Geier: Well, some people have told me that one thing they don't like about the 01:52:00groups is the lack of opportunity to teach. People like to talk to the students; it just depends on the person, I guess.

Stafford: I don't think that's LTER. I think that's because we are a graduate-level department. A lot of times people are talking about teaching at the undergraduate level. The number of courses taught at the graduate level is smaller, but that's a fine comment for someone to make. But they need to be asking themselves, have they sat down and put together a course syllabus and then trotted it past Logan [Norris - department chair] and said, "Can I run this as an experimental course?" That's how this class got started.

Geier: Oh, really? When did you start teaching this class? You might have mentioned it before.

Stafford: No. I started it probably in '80, the first year I was here. When I first came out I was teaching the Forest Engineering Institute program. It was 01:53:00six weeks in statistics and operations research. And then, a year or two later, '81, somewhere in there, early '80s, we got started. The class size was six, seven, eight. Now, we have 40-50 students, which is too many. (Laughter)

Geier: I believe that.

Stafford: So -- [pause].

Geier: I want to ask about your role as a university professor working with this interagency group. Much of the work involves short-term funding. What are the advantages and disadvantages for a faculty member in that kind of situation?

01:54:00

Stafford: The advantage of having it short-term is that, if you're on the wrong 01:55:00track, you're not on it for very long. It gives you an opportunity to pull the plug on something, if it's not working.

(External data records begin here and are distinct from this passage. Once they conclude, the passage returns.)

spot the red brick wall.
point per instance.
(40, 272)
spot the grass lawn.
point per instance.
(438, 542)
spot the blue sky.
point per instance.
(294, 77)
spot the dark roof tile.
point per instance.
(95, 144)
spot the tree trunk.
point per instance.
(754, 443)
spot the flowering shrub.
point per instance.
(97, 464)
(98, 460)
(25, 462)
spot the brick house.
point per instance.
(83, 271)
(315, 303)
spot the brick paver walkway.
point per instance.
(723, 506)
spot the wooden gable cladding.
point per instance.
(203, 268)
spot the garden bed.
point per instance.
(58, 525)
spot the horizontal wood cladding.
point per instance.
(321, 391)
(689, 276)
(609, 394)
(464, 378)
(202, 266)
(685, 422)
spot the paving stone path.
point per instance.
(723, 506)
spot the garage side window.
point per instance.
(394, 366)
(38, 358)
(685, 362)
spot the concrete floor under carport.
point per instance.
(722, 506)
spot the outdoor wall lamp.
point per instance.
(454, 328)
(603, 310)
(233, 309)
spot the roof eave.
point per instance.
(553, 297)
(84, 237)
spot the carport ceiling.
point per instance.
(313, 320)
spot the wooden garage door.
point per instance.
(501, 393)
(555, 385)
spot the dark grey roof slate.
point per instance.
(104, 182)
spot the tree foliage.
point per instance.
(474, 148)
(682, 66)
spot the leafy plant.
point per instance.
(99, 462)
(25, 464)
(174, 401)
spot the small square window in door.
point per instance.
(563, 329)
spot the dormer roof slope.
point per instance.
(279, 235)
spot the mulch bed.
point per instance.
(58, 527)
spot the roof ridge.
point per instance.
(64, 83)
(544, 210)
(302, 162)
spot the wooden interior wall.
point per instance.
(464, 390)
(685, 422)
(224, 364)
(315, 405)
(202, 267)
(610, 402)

That's not usually where we're at, though. Usually we're trying to make something work and we've succeeded with just a little bit of resources, and now we have to leverage it into something else. I think you can complain about it or you can just recognize that that's the way this is, and that in the big scheme of things, we're incredibly fortunate for the amount of resources that do flow our way. And with that comes the recognition and the responsibility to maintain a quality of work, so that, as these resources get tighter and tighter, we're still at the top of the heap. I think that it's no surprise that the Forest Science Department is the top 01:56:00grant getting department in the university, and we have this investment in technological infrastructure that allows the research to be of high quality and statistically sound, processed quickly and managed well.